Village coordinator Jamuna recalls that they started planting the lemongrass just before the rains came in April. Initially, they were facing some challenges because of a lack of rain. This meant that Jamuna and the farmers went out into the fields to water the plants twice a day. After a few weeks like this, suddenly the early monsoon started and all plants became healthy and the farmers were relieved!
Throughout the farming period of the lemongrass, senior scientists from CSIR-CIMAP offered their guidance on cultivation. CIMAP talked with the farmers in their fields, did filming and field-testing, checked the quality of the lemongrass plants and compared the yield of each farmer. Those farmers who had lower yields, CIMAP encouraged to cultivate more.
When the lemongrass was ready to be harvested, Ghanshyam taught the distillation part to the farmers as he had learned the technique during his studies. The system works using water and steam distillation. Firewood is used for heating the distillation unit, which CSIR-CIMAP helped to install. Ghanshyam asked the farmers to join the process and then demonstrated how it is done. Now, these farmers can do it independently and many more are interested to learn.
Lemongrass oil is good additional income
The main income for the farmers in Malgaon is rice and dal (lentil) cultivation. According to Jamuna, the annual average income is between 40,000 – 45,000 rupees per year, when the weather conditions have been suitable for growing. Same for the lemongrass; when conditions are favorable, and lemongrass is distilled and sold, it can increase the income for the farmers to almost the same amount of rupees.
“This time, the maximum yield happened to a farmer and he earned 15,000 rupees for a half acre of lemongrass cultivation,” tells Jamuna.
“If it is a full acre, a farmer could be earning 30,000 plus,” she counts. Farmers are the backbone of the community. Usually, there are 6-7 family members living in the same household. Some members of the family are doing daily labor, but are still depending on a farmer, explains Jamuna.
CSIR-CIMAP is helping with finding markets for the distilled and bottled oil. Village coordinator Jamuna says that the farmers are very happy about this cultivation and their earnings. Despite challenges in the beginning, many new farmers are coming to ask about lemongrass cultivation. They want to join the farmers’ group and want to start lemongrass cultivation as well.
For example, in the nearby village of Deurbal, farmers are motivated by this success story and are also showing interest to start. “Soon we will start lemongrass cultivation in Deurbal village too,” Jamuna reveals.
“Every harvest time more or less 10 farmers have shown their interest to start.

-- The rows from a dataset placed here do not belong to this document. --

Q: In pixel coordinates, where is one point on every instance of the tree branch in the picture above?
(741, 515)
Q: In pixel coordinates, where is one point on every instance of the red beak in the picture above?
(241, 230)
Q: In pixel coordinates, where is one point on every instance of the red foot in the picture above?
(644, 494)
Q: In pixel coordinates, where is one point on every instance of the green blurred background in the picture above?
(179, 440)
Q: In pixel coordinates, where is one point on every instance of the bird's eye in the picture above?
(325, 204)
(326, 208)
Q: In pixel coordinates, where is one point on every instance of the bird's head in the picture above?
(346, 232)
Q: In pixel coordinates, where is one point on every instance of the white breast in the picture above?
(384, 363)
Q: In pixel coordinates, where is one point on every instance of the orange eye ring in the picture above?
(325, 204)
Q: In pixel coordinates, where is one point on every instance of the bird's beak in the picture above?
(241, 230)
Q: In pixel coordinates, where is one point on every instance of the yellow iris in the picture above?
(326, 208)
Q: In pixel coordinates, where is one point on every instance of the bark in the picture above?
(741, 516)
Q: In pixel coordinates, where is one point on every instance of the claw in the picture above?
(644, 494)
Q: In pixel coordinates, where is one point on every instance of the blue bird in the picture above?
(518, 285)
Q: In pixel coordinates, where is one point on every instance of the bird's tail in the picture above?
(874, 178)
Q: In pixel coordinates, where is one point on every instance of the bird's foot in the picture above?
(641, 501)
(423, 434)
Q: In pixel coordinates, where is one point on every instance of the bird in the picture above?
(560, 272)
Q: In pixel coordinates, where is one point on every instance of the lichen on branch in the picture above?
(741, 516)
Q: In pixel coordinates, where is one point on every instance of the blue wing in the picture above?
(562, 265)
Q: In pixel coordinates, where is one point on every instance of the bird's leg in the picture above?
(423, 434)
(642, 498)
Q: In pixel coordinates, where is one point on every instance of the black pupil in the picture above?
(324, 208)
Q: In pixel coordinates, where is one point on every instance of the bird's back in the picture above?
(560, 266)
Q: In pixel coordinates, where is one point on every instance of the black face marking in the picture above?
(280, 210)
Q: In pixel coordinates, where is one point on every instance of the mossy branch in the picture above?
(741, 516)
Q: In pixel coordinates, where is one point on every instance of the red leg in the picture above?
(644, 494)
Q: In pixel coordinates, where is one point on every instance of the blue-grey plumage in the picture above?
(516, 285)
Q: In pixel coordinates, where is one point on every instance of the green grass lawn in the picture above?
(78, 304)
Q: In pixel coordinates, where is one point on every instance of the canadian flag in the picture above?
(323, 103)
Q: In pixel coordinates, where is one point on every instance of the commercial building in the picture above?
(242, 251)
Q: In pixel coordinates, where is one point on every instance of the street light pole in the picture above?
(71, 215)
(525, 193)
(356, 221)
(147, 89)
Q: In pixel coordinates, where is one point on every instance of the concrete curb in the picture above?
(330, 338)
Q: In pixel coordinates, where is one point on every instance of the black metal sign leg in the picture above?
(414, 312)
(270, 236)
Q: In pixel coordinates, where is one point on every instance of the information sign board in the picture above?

Right now, about 40-50 farmers are involved with the lemongrass cultivation. Those who started in December 2017, and also newly joined farmers are participating now,” Jamuna concludes.
- an aromatic perennial plant
- grows up to one meter (3 ft) length
- known for fragrance and used in soaps and cosmetics
- medicinal uses: for example in treating cough
* Collaboration between CSIR-CIMAP (LINK: http://www.cimap.res.in/english/) and Amrita SeRVe started in December 2016 when director Dr. Anil Tripathi came to Amritapuri to sign a Memorandum of Understanding with Amrita SeRVe in Amma’s presence.
Amma requested guidance for farmers to increment their earnings and contribute to the nation’s development. In response, Dr. Tripathy told on behalf of the whole research center that they consider themselves verily blessed to be able to contribute to village work across the country.